Скоро по его спине потекло что-то горячее, и Натаниэль догадался, что это кровь. Только мысль об Александре давала ему силы выстоять как в прямом, так и в переносном смысле. В конце концов Сэмпсон отбросил плеть, и Натаниэль позволил себе повиснуть на веревках.

– Пора работать, – объявил Сэмпсон. – Отведите этот скот на берег и заставьте его трудиться, прежде чем они решат, что среди них появился герой. А однорукого бросить в карцер.

Клерк ушел, и Натаниэль позволил себе улыбнуться. Александра бы гордилась им.
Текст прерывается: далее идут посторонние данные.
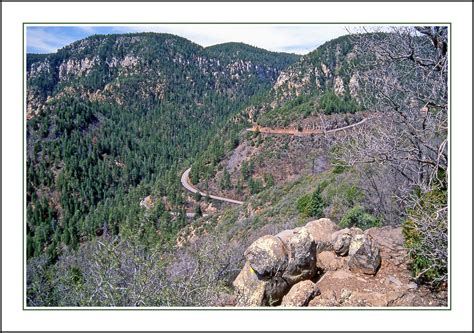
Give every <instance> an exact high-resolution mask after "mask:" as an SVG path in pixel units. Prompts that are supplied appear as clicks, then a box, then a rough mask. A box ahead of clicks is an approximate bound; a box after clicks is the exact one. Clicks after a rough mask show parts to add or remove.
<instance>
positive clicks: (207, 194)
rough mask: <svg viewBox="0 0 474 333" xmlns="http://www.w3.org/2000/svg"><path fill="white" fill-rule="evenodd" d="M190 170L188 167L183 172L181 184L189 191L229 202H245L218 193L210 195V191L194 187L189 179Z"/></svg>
mask: <svg viewBox="0 0 474 333" xmlns="http://www.w3.org/2000/svg"><path fill="white" fill-rule="evenodd" d="M190 172H191V168H188V169H186V171H184V172H183V175H182V176H181V184H182V185H183V187H184V188H185V189H187V190H188V191H189V192H192V193H199V194H201V195H202V196H208V197H209V198H211V199H214V200H219V201H224V202H229V203H232V204H236V205H242V204H243V201H238V200H234V199H229V198H224V197H219V196H217V195H210V194H208V193H205V192H202V191H200V190H198V189H197V188H196V187H194V185H193V184H191V181H190V180H189V173H190Z"/></svg>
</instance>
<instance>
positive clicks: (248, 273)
mask: <svg viewBox="0 0 474 333" xmlns="http://www.w3.org/2000/svg"><path fill="white" fill-rule="evenodd" d="M233 285H234V288H235V291H236V296H237V306H265V305H278V304H279V303H280V301H281V299H282V298H283V296H284V295H285V294H286V293H287V292H288V290H289V289H290V287H291V285H289V284H288V282H287V281H286V280H284V279H283V278H281V277H271V278H270V279H267V280H261V279H259V277H258V275H257V274H256V272H255V271H254V270H253V268H252V267H251V266H250V264H249V262H248V261H247V262H246V263H245V265H244V268H243V269H242V270H241V271H240V273H239V275H238V276H237V278H236V279H235V280H234V283H233Z"/></svg>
Порка не принесла Сэмпсону того удовольствия, на которое он рассчитывал, – и об этом знали они оба.

Второй день в услужении прошел для Александры так же, как и первый, за исключением того, что герцог оставался дома. От страха, что он может обнаружить сбитый замок на металлической шкатулке, у Александры кружилась голова. Не меньше она боялась и того, что молочник забудет отправить ее письмо Трентону, прочтет ее записку или, хуже того, выдаст ее герцогу.

Она носила воду, выбивала ковры, чистила камины и нарезала овощи для кухарки, потом отправилась обедать, но мысли ее были постоянно с Натаниэлем. Она вспоминала капитана пиратов на мостике его корабля, вспоминала, как ветер треплет его волосы, вспоминала запах его тела, звук его голоса... и боялась, что сойдет с ума от беспокойства и страха. Она должна была сорвать тот замок! Ради Натаниэля она бы сделала это столько раз, сколько требовалось.

После обеда Александра принялась скрести пол кухни, пока ее не прервала миссис Уайт.

– Его светлость и маркиз Клифтон хотели бы видеть тебя, – сказала экономка с легким неудовольствием.

Сердце Александры чуть было не остановилось. Шкатулка! Они обнаружили, что в кабинете побывал чужой человек.

Александра прошла в господскую часть дома. Она постояла несколько минут под дверью кабинета, чтобы успокоиться, затем постучалась.

– Входи. – Голос принадлежал герцогу, но, когда она вошла, первый, на кого упал ее взгляд, был маркиз Клифтон.